It's been some years since I've seen Woo's major Hong Kong works, Hard Boiled or The Killer, and so can't account for the quality of either excepting the voice of myself as a delighted sixteen-year-old (who also, it should be noted, totally, completely, without any reservation dug Woo's Jean-Claude Van Damme starring American debut, Hard Target, and would probably have had trouble seeing how absolutely shitty the Star Wars prequels were). While watching Bullet in the Head, though, I began to wonder if my previous affinity for these John Woo films was not solely due to my aforementioned weakness for the cry of the lonely, afflicted men that populated them. Aside from the opening, the film works in individual scenes, but they feel pulled out of different films. When glorying in the movement of excessive violence, Bullet in the Head soars. When trying to show serious consequences to this violence, it shoots itself in the foot.
Thursday, December 22, 2005
Day 83: Being There
Ah, Hal Ashby. Somehow you found the soul of disaffected American romances with Harold and Maude, pushing the lovers united against the world, Bonnie and Clyde-esque, "even if no one in the world agrees with us, we'll love each other no matter what!" genre into a corner, prodded it, and came out with one of the most loveably sweet, endearing movies of all time. And here's another sweet, endearing, and poignant film about an unlikely hero who's got everything to lose, but pushes on and finds happiness. God damn you, Hal Ashby, for getting it so right... for including in your film, the fact that Chance, the gardner, could not have done all he does here if he were black... for complicating the myth of the sweet retard who makes everyone else's life better with his unassuming. selfless ways by insinuating that he's Jesus!
Hal Ashby... if I could reanimate you, I would: to pat you on the back for knowing how not to tip your hand while doing an entire movie in deadpan. For understanding that Television is not the problem, so much as the fact that we're all as dumb as the shows on TV and so self-aggrandizing, we think our lives are worth being on TV. For being prescient enough to know that all a man has to do to be elected president, is get his face on TV, spout a few simplistic, yet smart-sounding analogies, refuse to talk about his past (or better still, insist that he has none), and have the right corporate connections. For giving Peter Sellers this role near the end of his life, the character somehow a fitting tribute to how he made us all feel.

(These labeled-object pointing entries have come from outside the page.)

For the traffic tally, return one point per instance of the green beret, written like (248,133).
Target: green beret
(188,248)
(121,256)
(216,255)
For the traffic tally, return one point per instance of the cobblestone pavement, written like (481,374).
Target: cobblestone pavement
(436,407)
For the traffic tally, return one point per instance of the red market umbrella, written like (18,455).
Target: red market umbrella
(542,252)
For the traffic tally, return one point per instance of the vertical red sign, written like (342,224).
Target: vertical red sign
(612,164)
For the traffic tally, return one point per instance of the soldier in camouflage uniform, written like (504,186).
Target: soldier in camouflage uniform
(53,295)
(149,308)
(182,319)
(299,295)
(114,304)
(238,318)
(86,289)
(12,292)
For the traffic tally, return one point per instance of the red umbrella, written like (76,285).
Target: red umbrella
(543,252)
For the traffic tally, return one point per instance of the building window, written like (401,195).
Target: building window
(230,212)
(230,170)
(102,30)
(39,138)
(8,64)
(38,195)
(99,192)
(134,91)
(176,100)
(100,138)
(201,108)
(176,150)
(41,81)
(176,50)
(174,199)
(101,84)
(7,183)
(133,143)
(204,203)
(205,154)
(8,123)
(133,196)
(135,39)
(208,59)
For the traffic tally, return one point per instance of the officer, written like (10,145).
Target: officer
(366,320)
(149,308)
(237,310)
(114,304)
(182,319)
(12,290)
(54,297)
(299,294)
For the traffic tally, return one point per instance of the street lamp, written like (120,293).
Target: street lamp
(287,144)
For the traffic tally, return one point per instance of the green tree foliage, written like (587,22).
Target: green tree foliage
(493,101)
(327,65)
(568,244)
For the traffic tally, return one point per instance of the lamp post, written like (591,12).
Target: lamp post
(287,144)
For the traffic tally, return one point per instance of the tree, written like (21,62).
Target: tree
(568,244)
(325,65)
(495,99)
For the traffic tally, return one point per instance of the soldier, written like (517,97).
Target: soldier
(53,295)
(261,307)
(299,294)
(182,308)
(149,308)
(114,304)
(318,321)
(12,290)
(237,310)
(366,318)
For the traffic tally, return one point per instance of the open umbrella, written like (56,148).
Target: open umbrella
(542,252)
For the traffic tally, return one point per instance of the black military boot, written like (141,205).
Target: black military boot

Being There is a beautiful, sad little film with much wit. The premise is labored from the get-go (dumb guy wanders around, affects people with homespun gardening parables or a lifetime of television-inspired platitudes) and yet, the acting is too good, the writing too funny, and the way it's all captured too assured to do anything but fall for the damn thing. Though there were times that I thought the territory the movie was steering me into might get far too schmaltzy and Gumpish, it never, ever went there and every emotional beat was fairly earned. Good show, this one. I like to watch it.
Wednesday, November 16, 2005
Day 47: Bringing Up Baby
My face hurt from laughing after watching this. It hurt most after watching a dinner scene during which Cary Grant left the table frequently to follow a dog. After leaving a couple times, he returns, looks at the table and complains to the flabbergasted people at the table, “My soup’s gone!”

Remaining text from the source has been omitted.